Third, it is important to understand what a judgment by the ECtHR means and what it does not mean. The findings in Dahlab and Şahin are that Switzerland and Turkey did not violate their obligations under the European Convention. However, this “violations framework” sets the bar quite low.[63] It indicates that the relevant states are not fundamentally in contempt of their obligations, but it does not necessarily applaud them either. The Court agreed that Turkey could ban the wearing of the hijab in university, not that it should (and even less, as we will see shortly, that others should). This is a dimension worth bearing in mind when thinking through the transnational import of such seemingly sympathetic case law. The practices at stake are not illegal and invalid, but they could still be found significantly wanting from a rights point of view.
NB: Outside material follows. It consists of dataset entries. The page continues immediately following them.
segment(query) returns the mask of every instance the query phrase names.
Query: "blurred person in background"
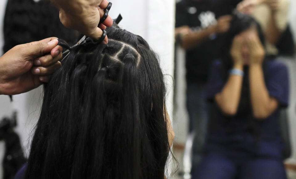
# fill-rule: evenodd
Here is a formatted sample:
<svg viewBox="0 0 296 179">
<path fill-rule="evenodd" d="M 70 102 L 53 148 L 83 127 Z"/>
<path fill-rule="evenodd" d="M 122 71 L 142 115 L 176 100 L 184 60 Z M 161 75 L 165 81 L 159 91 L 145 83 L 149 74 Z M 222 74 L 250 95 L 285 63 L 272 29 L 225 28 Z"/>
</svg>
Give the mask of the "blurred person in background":
<svg viewBox="0 0 296 179">
<path fill-rule="evenodd" d="M 239 11 L 251 15 L 261 25 L 265 34 L 268 56 L 286 55 L 286 49 L 290 49 L 291 46 L 290 51 L 291 52 L 288 54 L 293 55 L 294 52 L 294 43 L 288 26 L 290 0 L 244 0 L 237 5 Z M 283 38 L 285 38 L 286 42 L 278 44 Z M 285 47 L 282 50 L 285 52 L 282 52 L 280 51 L 283 46 Z"/>
<path fill-rule="evenodd" d="M 187 106 L 190 132 L 196 137 L 193 165 L 200 161 L 206 132 L 205 90 L 210 64 L 216 58 L 217 34 L 228 30 L 232 18 L 220 16 L 213 1 L 183 0 L 176 5 L 175 38 L 186 50 Z"/>
<path fill-rule="evenodd" d="M 265 57 L 264 36 L 252 18 L 234 17 L 224 53 L 211 70 L 210 129 L 193 178 L 286 178 L 278 119 L 280 108 L 288 105 L 288 72 Z"/>
</svg>

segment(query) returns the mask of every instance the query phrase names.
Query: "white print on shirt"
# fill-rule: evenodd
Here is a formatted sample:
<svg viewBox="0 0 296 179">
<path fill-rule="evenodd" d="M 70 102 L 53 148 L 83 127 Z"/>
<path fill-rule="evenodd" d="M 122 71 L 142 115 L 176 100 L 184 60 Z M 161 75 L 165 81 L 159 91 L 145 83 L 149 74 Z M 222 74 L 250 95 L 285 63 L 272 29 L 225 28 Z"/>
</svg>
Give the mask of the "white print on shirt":
<svg viewBox="0 0 296 179">
<path fill-rule="evenodd" d="M 201 12 L 198 16 L 198 19 L 200 21 L 200 27 L 202 29 L 205 29 L 217 23 L 215 13 L 210 11 Z"/>
</svg>

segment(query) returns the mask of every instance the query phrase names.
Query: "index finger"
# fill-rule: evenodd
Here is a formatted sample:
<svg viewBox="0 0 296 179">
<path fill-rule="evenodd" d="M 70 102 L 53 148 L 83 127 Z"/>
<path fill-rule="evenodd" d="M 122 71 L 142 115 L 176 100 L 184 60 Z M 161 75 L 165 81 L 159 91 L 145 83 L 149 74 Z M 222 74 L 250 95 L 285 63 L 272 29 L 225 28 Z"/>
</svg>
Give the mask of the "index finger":
<svg viewBox="0 0 296 179">
<path fill-rule="evenodd" d="M 31 43 L 32 45 L 35 45 L 36 44 L 39 43 L 40 42 L 48 43 L 53 40 L 55 40 L 55 39 L 58 39 L 58 38 L 56 37 L 49 37 L 49 38 L 46 38 L 41 40 L 39 40 L 39 41 L 33 42 L 31 42 Z"/>
</svg>

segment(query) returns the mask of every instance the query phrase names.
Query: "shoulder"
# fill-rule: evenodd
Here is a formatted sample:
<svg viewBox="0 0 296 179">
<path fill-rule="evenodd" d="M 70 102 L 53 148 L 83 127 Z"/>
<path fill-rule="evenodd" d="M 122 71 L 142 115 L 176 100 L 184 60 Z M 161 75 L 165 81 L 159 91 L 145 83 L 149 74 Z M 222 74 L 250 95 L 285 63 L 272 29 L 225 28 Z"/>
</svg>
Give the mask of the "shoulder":
<svg viewBox="0 0 296 179">
<path fill-rule="evenodd" d="M 267 73 L 272 73 L 278 72 L 286 72 L 288 68 L 284 63 L 276 60 L 269 60 L 266 62 L 266 71 Z"/>
</svg>

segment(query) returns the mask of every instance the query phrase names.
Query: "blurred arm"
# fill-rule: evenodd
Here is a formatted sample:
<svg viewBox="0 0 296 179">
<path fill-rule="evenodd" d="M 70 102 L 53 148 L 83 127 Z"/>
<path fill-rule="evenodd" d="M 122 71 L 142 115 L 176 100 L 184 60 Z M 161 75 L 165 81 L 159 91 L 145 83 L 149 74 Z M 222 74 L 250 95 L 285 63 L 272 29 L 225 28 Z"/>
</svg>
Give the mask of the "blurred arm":
<svg viewBox="0 0 296 179">
<path fill-rule="evenodd" d="M 235 65 L 234 68 L 243 70 L 242 65 Z M 230 75 L 222 91 L 215 97 L 216 102 L 225 114 L 233 116 L 238 107 L 242 86 L 243 77 Z"/>
<path fill-rule="evenodd" d="M 213 26 L 198 32 L 191 32 L 181 35 L 180 39 L 181 46 L 186 50 L 194 48 L 216 32 L 216 27 Z"/>
<path fill-rule="evenodd" d="M 278 105 L 278 101 L 269 96 L 265 85 L 262 65 L 250 66 L 249 79 L 251 103 L 254 117 L 264 119 L 269 116 Z"/>
<path fill-rule="evenodd" d="M 276 14 L 275 11 L 272 11 L 266 32 L 266 37 L 268 42 L 274 45 L 278 42 L 282 32 L 277 25 Z"/>
</svg>

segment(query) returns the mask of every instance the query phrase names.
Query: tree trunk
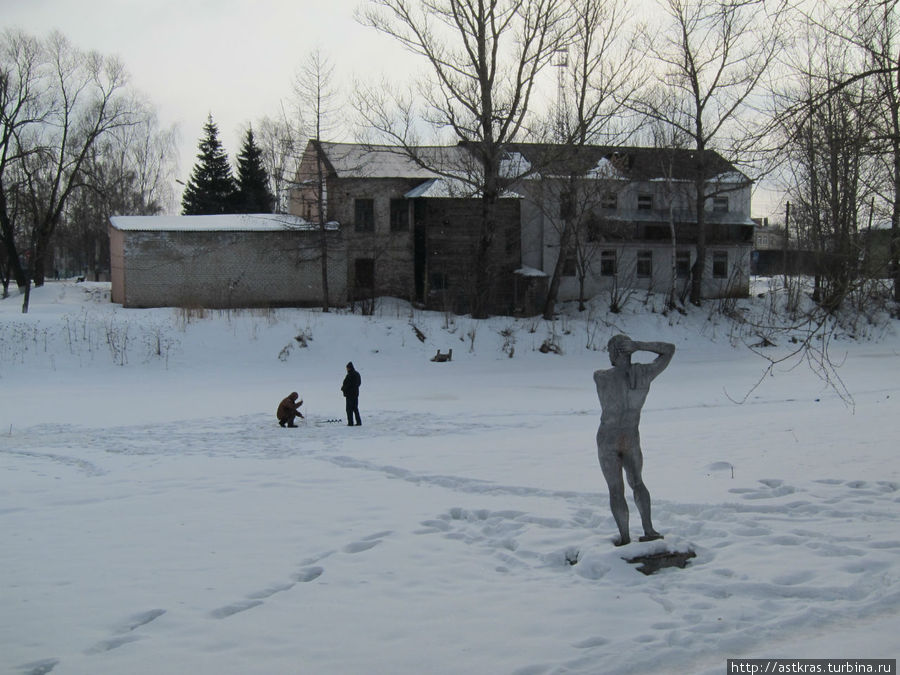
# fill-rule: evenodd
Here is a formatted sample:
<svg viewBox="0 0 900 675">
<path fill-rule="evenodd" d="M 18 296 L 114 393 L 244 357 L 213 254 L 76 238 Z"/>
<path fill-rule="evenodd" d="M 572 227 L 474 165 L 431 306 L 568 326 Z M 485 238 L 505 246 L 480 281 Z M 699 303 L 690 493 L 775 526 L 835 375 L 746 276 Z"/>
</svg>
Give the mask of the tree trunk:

In other words, simply because a practice is not a violation of human rights according to certain courts at a certain point in time does not make it perfectly commendable from a broader human rights perspective.

Note also that there is what one might call a liberal asymmetry involved in the curtailing of rights such as the freedom to manifest one’s religious belief: there are almost no cases of individuals complaining that their rights are violated as a result of others being allowed to wear religious symbols.[64] In fact, such cases would be highly likely to fail in the face of strong liberal assumptions in favour of the freedom to wear such symbols. By contrast, there are, as we have seen, many cases where individuals have complained that their rights were being violated by virtue of having been denied the ability to manifest certain religious beliefs. Although many such cases were lost, they testify to the vigour of rights opposition to bans and have at least forced states to be on the defensive, even before the most sympathetic of benches. Banning and not banning religious symbols are thus hardly on a par as human rights options, and only the former attracts considerable and almost instinctive human rights suspicion.

Finally, it bears mentioning that the attention to the international human rights case law by supporters of Bill 21, whilst not indefensible, is quite selective. This could be a clue that something is amiss. In particular, very few of the commentators who so enthusiastically cite the ECtHR simultaneously point to the case law of the United Nations Human Rights Committee (HRC) on the question. Although the HRC might be found to be a less authoritative source than the ECtHR since it is not a court, it monitors the International Covenant on Civil and Political Rights (ICCPR). The ICCPR is a universal and not just regional human rights instrument and, more importantly, one to which Canada is a party and is therefore bound. It is particularly striking that the reports commissioned by the Crown on the issue discuss the European Convention (to which Canada is not and could not be a party) at length, but largely omit references to the ICCPR.[65]

This may not be entirely coincidental. As it happens, the HRC has been much more willing to find bans of the veil to be a violation of freedom of religion. In the Hudoyberganova v. Uzbekistan case in particular, the HRC had to render a view on whether the freedom of thought, conscience, and religion of Raihon Hudoyberganova, a young Uzbek student, had been violated as a result of her being repeatedly expelled from university for wearing the hijab.[66] The HRC found that it had, although admittedly this was largely because Uzbekistan had failed to justify the measure. The HRC also explicitly said that it did not want to prejudge “the right of a State party to limit expressions of religion and belief in the context of article 18 of the Covenant and duly taking into account the specifics of the context.”[67] Perhaps more to the point, in the Seyma Türkan v. Turkey case, the HRC found that banning a university student from wearing a wig on the basis that it was a substitute for the veil was a violation of her freedom of religion and a form of discrimination.[68] Finally, in 2018, after two women complained that they had been fined for wearing the niqab, the HRC issued two decisions against France that took a very clear stance against its ban of the niqab.[69] Again, although seemingly leaving all of its options open, the HRC found that, in the absence of a better justification by France (which had come prepared and was well represented), the law disproportionately harmed the petitioners’ right to manifest their religious beliefs and therefore their freedom of religion.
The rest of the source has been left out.